I eat oatmeal for breakfast to balance camping expenses =). Then I start down 6 toward Cleveland. The scenery alternates from lakefront residences to heavy industry to urban development. I pass Ford’s distribution and assembly plants, power plants, water treatment plants, and mysterious plants with conveyors and piles of colored ‘dirt’. There is no traffic except on a construction detour, probably thanks to the holiday.
Downtown I meet a cyclist named Jeremy going from Boulder, CO to New York city. We cross paths a few times during the day. I break a spoke and try to adjust the rest of them so I can keep riding. I’ll need tools from a bike shop to fix it. While I work the airshow entertains me. Like my mom I love to watch the jets – they do some amazing things I have never seen before.
Some cops ask me questions down the path a ways. They give me an orange soda. One smokes a cigar and says he’d like to take a train trip because he likes to drink. One is a burly blond woman with biker tattoos.
I stop for lunch and listen to two girls chatter nonstop about friends in jail, on parole, involved in organized crime.

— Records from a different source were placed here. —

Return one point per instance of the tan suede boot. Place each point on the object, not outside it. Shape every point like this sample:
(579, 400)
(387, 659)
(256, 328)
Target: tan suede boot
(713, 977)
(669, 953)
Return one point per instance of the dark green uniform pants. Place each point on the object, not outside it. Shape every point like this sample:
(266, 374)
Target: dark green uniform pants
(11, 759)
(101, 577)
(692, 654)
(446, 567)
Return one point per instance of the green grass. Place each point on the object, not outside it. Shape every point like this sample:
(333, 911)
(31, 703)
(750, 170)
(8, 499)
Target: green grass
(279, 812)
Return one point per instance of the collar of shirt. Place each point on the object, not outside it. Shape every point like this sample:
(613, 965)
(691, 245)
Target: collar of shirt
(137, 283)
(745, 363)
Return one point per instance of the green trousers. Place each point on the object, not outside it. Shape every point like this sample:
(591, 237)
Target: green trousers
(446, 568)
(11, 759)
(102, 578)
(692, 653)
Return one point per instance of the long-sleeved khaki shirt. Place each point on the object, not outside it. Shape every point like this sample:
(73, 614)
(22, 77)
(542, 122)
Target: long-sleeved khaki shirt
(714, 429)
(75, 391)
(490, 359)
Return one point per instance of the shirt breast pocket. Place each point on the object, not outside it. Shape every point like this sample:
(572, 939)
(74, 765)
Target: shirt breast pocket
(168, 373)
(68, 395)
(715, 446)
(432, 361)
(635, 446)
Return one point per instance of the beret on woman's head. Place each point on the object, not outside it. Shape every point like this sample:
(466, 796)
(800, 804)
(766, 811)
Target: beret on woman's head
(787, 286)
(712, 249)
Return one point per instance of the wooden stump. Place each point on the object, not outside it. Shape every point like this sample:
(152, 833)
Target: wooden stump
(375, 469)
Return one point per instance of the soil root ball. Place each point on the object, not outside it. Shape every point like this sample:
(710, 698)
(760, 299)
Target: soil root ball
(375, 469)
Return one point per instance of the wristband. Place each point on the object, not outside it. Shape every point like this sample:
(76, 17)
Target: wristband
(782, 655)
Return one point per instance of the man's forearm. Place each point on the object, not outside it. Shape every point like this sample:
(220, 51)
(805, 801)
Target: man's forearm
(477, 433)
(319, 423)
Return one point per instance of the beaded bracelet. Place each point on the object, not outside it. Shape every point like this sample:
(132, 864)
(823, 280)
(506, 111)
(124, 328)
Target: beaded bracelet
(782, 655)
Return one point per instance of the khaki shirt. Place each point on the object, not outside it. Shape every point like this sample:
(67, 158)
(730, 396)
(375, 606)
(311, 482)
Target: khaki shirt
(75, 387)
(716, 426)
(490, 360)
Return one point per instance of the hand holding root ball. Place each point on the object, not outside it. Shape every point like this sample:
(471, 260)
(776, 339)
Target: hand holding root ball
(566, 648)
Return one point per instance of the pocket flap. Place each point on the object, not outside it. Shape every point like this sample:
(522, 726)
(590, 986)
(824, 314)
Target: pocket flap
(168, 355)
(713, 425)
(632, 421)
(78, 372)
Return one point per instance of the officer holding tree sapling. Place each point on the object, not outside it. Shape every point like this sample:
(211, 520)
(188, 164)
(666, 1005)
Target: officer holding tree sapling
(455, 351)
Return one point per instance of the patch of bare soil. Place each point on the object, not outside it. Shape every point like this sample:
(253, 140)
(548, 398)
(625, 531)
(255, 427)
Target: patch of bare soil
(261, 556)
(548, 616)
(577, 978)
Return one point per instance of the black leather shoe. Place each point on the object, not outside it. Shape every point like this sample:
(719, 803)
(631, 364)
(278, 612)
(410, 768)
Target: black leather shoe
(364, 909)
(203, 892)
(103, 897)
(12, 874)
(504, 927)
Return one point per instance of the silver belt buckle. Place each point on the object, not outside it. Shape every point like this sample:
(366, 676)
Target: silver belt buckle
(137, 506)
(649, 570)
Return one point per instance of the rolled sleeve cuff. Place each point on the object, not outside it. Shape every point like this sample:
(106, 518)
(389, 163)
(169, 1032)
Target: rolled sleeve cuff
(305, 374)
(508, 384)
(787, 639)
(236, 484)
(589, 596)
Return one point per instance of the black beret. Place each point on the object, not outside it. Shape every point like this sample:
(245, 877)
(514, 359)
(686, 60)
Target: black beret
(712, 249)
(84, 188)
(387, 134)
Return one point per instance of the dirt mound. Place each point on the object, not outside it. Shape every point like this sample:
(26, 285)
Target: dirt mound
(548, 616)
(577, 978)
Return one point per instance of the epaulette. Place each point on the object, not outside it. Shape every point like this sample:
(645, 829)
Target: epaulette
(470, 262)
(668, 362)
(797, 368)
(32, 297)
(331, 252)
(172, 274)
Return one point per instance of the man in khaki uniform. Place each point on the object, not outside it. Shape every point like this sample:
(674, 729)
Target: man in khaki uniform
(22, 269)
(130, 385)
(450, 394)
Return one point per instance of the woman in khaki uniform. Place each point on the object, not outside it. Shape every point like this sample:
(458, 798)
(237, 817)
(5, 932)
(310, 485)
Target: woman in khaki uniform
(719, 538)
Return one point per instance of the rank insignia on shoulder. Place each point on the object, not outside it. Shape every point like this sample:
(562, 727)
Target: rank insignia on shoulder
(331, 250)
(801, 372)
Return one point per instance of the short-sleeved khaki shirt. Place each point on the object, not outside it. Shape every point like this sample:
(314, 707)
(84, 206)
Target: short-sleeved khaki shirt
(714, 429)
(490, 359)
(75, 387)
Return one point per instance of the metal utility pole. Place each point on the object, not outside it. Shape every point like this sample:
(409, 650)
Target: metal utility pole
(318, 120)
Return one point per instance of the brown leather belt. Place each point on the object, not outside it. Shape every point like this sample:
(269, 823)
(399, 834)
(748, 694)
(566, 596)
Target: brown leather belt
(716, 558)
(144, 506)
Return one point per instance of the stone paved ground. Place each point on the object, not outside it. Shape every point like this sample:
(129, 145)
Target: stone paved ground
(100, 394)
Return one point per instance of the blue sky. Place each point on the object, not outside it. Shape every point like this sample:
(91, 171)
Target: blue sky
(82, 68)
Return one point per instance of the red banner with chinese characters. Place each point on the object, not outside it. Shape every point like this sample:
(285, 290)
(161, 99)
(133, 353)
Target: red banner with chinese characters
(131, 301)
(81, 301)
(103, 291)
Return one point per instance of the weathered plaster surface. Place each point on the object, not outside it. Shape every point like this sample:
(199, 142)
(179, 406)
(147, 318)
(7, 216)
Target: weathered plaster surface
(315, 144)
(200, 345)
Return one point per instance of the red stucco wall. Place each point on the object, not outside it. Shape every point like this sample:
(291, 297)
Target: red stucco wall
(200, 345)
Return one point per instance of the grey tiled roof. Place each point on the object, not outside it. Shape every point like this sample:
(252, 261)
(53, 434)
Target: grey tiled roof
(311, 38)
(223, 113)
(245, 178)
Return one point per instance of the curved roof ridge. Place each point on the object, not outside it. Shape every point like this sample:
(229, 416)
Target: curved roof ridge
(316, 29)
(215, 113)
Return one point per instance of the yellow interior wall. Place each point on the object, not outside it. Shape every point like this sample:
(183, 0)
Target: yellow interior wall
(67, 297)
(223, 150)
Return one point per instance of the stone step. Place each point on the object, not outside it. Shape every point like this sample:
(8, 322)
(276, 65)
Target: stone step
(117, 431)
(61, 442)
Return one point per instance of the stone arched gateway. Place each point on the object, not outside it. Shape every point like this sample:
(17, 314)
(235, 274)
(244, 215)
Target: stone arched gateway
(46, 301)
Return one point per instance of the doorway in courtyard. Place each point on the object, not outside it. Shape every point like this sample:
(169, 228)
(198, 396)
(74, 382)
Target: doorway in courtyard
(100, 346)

I feel strong today. I make a good push and leave Cleveland’s suburbs one by one. I encounter vast nurseries with endless fields of attractive plants. The structures, organization, and variety make them look futuristic. Perry Nuclear Power Plant’s control stacks peek out above the trees to the north here and there. I remember seeing them once before on a train trip.
I try my usual tricks to camp in Madison, but the police make no exceptions for me. After dinner I continue to Geneva State Park, where Dan & Gloria find me looking out over the lake. I roll my last two cigarettes for them. They’re in fine spirits after partying all day. Gloria agrees to let me camp on her lawn in Geneva. Off we go. I meet Gloria’s mom, an ex-bartender confined to a chair at 69 and on oxygen. I put my earplugs in and fall asleep to the rain and lights on the porch. I have to get up once to put bug repellant on my face.